Consider this report that appeared in Women’s eNews: Bolivia Pushes Birthing Practices Closer to Home
Run Date: 11/30/08 By Jean Friedman-Rudovsky WeNews correspondent: http://www.womensenews.org/article.cfm/dyn/aid/3839/context/cover/..

The issue in this article is that although the Bolivian government has made birth health care for women free, with a noticeable degree of success, many indigenous women either do not have access to this service or do not feel at all comfortable in a hospital setting. For example, indigenous women are empowered during childbirth because this is one of the very few occasions they have when the male (husband) is doing what the woman (wife) is asking him to do; cook, look after the other children etc. However, in hospitals, fathers and family members are not allowed near the women giving birth because it is unsanitary or as one hospital staffer is quoted as saying; what if the husband of one woman sees another woman's private parts?

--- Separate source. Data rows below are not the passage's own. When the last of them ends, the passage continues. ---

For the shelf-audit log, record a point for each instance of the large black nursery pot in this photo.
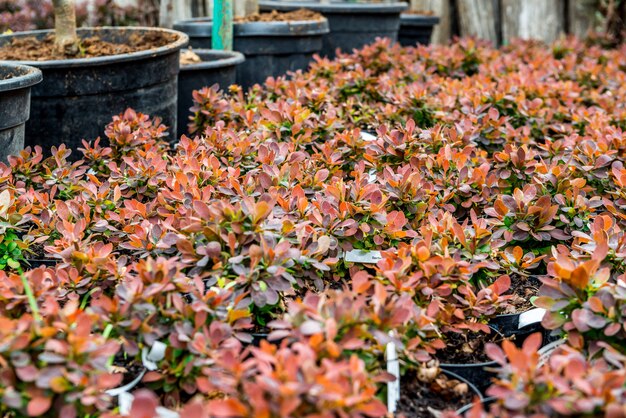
(416, 29)
(472, 389)
(478, 374)
(79, 96)
(16, 82)
(270, 48)
(352, 25)
(217, 67)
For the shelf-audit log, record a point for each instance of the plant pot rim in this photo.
(469, 384)
(483, 364)
(198, 27)
(418, 20)
(395, 7)
(472, 387)
(484, 401)
(181, 42)
(27, 76)
(222, 59)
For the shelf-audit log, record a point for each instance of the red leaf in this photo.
(38, 406)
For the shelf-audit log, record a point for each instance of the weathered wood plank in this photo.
(582, 16)
(532, 19)
(173, 10)
(443, 31)
(478, 18)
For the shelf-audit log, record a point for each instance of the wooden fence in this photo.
(498, 21)
(502, 20)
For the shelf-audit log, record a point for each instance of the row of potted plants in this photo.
(224, 272)
(273, 47)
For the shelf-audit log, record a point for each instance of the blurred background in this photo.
(498, 21)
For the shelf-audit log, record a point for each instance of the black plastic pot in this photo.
(217, 67)
(271, 48)
(352, 25)
(469, 384)
(478, 374)
(416, 29)
(78, 97)
(16, 82)
(36, 262)
(485, 402)
(508, 326)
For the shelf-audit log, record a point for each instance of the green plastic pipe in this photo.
(222, 36)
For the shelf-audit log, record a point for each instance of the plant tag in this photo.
(393, 368)
(125, 401)
(120, 391)
(363, 257)
(530, 317)
(365, 136)
(156, 354)
(546, 351)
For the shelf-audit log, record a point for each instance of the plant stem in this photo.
(30, 296)
(66, 40)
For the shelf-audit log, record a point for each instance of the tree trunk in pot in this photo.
(65, 26)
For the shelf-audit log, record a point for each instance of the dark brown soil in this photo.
(466, 348)
(130, 369)
(419, 12)
(522, 289)
(32, 49)
(419, 399)
(274, 16)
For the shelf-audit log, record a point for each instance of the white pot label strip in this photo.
(156, 354)
(123, 390)
(546, 351)
(365, 136)
(530, 317)
(149, 359)
(363, 257)
(393, 368)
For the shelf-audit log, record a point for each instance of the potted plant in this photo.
(15, 85)
(273, 43)
(416, 26)
(93, 73)
(203, 68)
(352, 24)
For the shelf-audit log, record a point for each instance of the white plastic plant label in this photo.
(363, 257)
(530, 317)
(546, 351)
(393, 368)
(365, 136)
(156, 354)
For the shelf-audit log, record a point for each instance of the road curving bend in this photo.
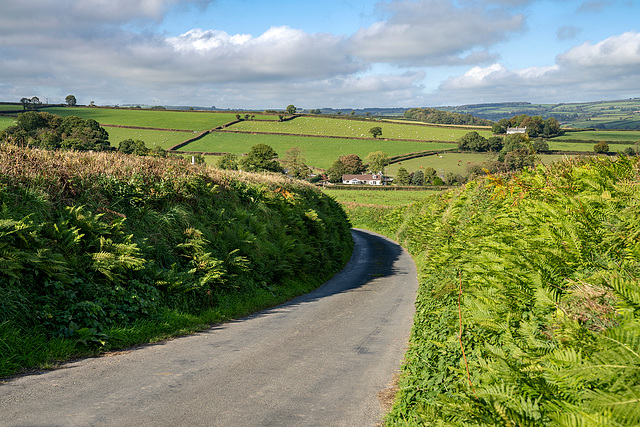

Another example given in the article is of a doctor, “chided his patient for her 'dirty rituals' (burying the placenta after childbirth).”

This story surely illustrates the case that culture and tradition are rife with examples of being judgemental. Of course, bedside manners, information and understanding others will go a long way. For example, some doctors now go to villages in the mountains where women give birth at home but if there are complications the doctor intervenes or sends the patient to hospital. And by allowing women to have visitors in hospital surgical interventions were reduced.

However, the big issue or rather problem begins when we fail to consider the evidence. Or when we are prejudiced or racist that prevents us from considering any objective evidence. Sometimes maybe because we want to be prejudiced and sometimes maybe because we have been indoctrinated.

The problem for an objective observer would therefore be, to distinguish the bigots from the innocent and the naive.

Take care


from Lawrence, Pub Philosophy Group, Sunday meeting: What is wrong with being judgemental?